= James Clavell's Tai-Pan =

1981 board game

Front cover art

James Clavell's Tai-Pan is a board game published by FASA in 1981 that is based on the best-selling 1966 novel Tai-Pan by James Clavell.

==Gameplay==
Set in the 1830s, Tai Pan is a game of international commerce for 2–4 players. Each player uses a clipper ship to buy opium in India and sell it in China, then uses three local lorchas to buy Chinese goods such as silk and tea. The players race back to England with their cargos; the first clipper ship to arrive is able to sell their goods for the highest price.

==Publication history==
After the success of the 1980 TV miniseries Shōgun and the 1981 miniseries Noble House, both based on novels by James Clavell, FASA quickly produced four family board games based on Clavell novels: Tai-Pan (1981), designed by Ian Bailey and Albie Fiore; Noble House (1981); Shōgun (1983); and Whirlwind (1986).

==Reception==
In Issue 140 of Dragon (December 1988), Jim Bambra thought the rules were "simple and elegant, taking into ? [sic] such things as clipper movement, market fluctuations, and a wide range of events." He recommended it, saying, "Tai-Pan is a fun, family game that makes for a good evening's entertainment."

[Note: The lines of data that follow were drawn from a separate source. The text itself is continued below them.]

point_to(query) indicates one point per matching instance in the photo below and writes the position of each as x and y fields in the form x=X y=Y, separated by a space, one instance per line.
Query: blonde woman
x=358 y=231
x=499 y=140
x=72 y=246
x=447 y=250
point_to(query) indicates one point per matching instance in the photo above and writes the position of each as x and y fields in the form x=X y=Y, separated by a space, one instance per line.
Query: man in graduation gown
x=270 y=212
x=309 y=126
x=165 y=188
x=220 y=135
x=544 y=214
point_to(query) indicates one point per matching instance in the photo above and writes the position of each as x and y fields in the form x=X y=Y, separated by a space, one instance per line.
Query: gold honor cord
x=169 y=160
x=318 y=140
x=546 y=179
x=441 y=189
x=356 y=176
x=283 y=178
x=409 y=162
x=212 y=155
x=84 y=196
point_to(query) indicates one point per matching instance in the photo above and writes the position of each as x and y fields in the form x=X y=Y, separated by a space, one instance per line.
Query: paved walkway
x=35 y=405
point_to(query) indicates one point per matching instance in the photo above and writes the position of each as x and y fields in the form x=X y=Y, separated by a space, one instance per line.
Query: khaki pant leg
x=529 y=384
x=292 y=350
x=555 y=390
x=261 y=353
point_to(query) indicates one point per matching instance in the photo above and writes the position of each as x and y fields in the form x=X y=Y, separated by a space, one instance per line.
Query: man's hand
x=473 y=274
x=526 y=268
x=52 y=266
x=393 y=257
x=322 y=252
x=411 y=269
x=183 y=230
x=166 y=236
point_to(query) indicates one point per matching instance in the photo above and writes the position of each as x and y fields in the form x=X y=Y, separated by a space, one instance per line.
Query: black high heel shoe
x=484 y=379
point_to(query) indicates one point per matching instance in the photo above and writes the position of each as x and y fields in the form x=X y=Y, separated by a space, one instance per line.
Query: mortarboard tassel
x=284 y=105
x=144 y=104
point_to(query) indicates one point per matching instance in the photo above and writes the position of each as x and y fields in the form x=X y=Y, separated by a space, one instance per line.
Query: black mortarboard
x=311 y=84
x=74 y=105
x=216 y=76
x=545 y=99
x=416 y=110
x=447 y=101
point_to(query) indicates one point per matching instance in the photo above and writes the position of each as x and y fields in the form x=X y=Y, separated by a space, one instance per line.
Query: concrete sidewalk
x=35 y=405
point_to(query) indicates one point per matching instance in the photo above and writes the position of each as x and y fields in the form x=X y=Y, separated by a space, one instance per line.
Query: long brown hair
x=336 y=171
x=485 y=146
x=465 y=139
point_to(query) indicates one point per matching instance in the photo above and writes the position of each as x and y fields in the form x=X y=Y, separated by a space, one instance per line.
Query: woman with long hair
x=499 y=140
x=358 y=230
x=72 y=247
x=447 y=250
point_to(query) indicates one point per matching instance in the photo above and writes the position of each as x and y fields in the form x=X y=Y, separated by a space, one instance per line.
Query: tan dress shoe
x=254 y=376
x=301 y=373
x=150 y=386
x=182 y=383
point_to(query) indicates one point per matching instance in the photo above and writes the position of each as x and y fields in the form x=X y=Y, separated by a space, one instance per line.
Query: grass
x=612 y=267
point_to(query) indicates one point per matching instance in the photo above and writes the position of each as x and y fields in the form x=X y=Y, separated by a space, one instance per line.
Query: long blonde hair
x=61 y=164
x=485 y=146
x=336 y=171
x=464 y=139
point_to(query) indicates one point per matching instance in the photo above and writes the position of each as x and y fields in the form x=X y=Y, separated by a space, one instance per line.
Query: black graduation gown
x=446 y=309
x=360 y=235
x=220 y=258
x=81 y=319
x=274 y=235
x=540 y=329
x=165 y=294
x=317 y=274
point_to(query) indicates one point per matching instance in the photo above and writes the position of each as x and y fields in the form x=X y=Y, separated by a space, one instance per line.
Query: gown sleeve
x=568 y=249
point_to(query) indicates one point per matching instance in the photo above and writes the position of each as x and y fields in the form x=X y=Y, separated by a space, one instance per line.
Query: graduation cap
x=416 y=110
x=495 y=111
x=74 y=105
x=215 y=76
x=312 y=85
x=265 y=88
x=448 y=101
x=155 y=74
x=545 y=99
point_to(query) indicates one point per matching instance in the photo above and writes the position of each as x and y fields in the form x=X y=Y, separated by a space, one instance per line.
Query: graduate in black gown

Rick Heli, on the website Spotlight on Games noted that "Each clipper sailing is a race in which greater profits are realized for coming first, and realized in ways that are very sensible for the theme." Heli noted that there are a large number of cards drawn, and that "some may complain that there is too much luck in the 'take that' cards". But overall, he felt that this game is "Definitely the best entry in the James Clavell series."